Das Einmann-Label Fettkakao feiert Anfang September fünfjähriges Bestehen mit seiner 20. Veröffentlichung und dem zehntägigen Fest "Festkakao". Betreiber ist Andi Dvorák, 30, helles Sommerhemd, properer Kleinwagen. Nur die zerrissene Jean und der wenig alltägliche Bartwuchs zerschlagen die Sachbearbeitervermutung.

Dvorák ist im Brotberuf Konzertveranstalter für die Wiener Arena. Als Labelboss betreut und verlegt er Bands wie Sex Jams, Vortex Rex, Lonely Drifter Karen, das Stimmgewitter Augustin und andere, die ein Programm abdecken, das vom Grunge-Rock über Elektro-Pop bis zum Singer-/ Songwritertum reicht. Träumt man als Kleinstlabel manchmal von einem Hit? Dvorák: "Ich wüsste gar nicht, wie ich damit umgehen würde!"

Die meisten Bands kommen aus seinem persönlichen Umfeld oder werden diesem eingemeindet, persönliche Beziehung spielen für Dvorák eine ebenso wichtige Rolle wie der soziale Anspruch seiner Publikationen. Das zeitigt einen offenen Regionalismus, der die Instrumente der Globalisierung benutzt. Warum macht man trotz leicht gemachter Internetauftritte dann doch ein Label? "Im Internet kann man zwar schnell einmal etwas hochladen und so dafür sorgen, dass es Leuten zugänglich ist.

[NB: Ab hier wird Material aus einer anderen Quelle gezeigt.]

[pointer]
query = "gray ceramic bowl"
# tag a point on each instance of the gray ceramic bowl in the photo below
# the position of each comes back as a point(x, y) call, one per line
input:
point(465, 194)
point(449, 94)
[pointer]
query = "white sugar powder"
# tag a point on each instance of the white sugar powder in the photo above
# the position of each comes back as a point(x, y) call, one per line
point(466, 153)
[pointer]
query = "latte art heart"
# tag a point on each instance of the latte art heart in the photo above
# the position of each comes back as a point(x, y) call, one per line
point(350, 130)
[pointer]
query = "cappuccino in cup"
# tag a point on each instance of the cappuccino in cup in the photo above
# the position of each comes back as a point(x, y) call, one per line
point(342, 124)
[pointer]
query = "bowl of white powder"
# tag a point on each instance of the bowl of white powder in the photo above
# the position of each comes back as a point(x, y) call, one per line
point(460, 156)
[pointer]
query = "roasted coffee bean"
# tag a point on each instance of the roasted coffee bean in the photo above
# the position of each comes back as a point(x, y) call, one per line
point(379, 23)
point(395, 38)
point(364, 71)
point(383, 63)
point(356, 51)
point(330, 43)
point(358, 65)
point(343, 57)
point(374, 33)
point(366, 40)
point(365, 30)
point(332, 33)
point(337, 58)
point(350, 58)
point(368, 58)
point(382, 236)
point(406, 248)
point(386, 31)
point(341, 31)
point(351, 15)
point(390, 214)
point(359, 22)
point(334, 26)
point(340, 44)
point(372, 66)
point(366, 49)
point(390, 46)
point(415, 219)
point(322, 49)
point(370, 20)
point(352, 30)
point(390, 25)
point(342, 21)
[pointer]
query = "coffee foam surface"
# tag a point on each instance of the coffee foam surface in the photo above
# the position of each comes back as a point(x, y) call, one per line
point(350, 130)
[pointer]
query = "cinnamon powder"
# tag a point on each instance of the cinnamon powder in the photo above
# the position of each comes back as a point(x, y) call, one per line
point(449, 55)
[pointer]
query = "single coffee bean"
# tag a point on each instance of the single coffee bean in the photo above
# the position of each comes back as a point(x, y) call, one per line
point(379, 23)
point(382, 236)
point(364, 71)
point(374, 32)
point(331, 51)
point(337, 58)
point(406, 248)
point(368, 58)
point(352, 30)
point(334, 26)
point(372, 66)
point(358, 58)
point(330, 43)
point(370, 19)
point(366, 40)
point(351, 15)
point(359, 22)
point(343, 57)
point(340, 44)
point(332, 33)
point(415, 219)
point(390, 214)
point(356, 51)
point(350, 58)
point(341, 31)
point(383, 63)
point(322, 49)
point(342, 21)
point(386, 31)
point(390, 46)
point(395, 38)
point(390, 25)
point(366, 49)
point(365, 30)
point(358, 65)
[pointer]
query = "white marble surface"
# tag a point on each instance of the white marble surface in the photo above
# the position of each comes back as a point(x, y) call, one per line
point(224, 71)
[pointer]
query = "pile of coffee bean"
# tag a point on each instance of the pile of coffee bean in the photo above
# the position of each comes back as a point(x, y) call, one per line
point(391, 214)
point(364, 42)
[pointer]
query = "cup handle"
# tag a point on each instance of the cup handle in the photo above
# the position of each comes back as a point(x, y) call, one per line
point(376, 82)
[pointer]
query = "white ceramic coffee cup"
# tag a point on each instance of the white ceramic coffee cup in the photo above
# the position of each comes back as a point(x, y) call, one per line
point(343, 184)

Das ist gut. Aber es fehlt der Rahmen, die besondere Form. Das mache ich mit dem Label. Visuelle Kunst ist dabei sehr wichtig. Die Coverart ist mit ein Grund, ein Label zu machen. Mit dem Regionalen ist das auch so ein Aspekt. Ich will nicht nur Wiener Sachen präsentieren, aber ich lebe hier und habe ein Naheverhältnis zu den ganzen Leuten. Darum geht's."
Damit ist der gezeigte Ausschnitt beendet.